People usually hear that smoking, carcinogens, gene mutations and other similar things cause cancer. But did you know that a certain surgical tool could also cause it?
The tool is called a power morcellator. It is generally used in hysterectomies to make cuts in the uterus.
Fox explains, “The tool, used since the 1990s in many hysterectomies, can stir up aggressive cancers, they said. Brigham and Women's Hospital, Temple University Hospital and others quickly altered their procedures for the tool's use. The Food and Drug Administration has begun a probe of its risks. Yet there were hints of the tool's potentially fatal flaw going back to its early years. Doctors use the device, called a power morcellator, through tiny incisions to cut into, or ‘morcellate,’ the uterus and remove it. The procedure is popular because it allows speedier recovery than open surgery and is easier to perform than many alternatives.”
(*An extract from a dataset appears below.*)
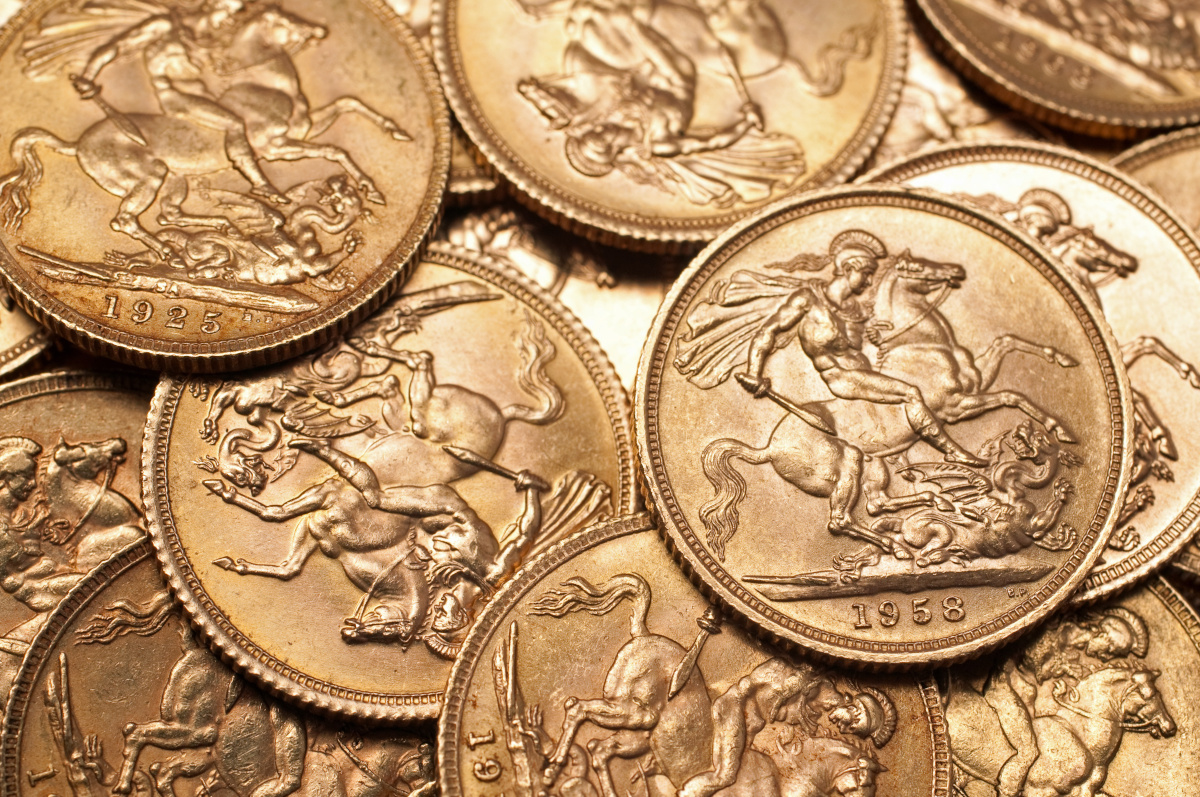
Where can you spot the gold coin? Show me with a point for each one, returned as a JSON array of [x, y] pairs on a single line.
[[69, 496], [335, 523], [22, 339], [657, 126], [1097, 69], [1099, 701], [1138, 261], [599, 670], [615, 294], [241, 180], [883, 426], [119, 697]]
Doctors began noticing as early as the late nineteen nineties that the cuts left behind tissue fragments, which could cause problems, but despite this observation they continued to use them. “Data as early as 2003 suggested that, if those bits were malignant, they could seed rapid cancer growth. Although some morcellator makers have long recommended containing risky tissue in a surgical bag—standard practice in many specialties—gynecologists rarely used bags, considering the risk too low and their use too cumbersome,” according to Fox.
The physician who leads the gynecology center at Mayo Clinic told Fox, “I don't think there is an acceptable safe morcellator without systems to contain tissue. That risk seems just out of bounds."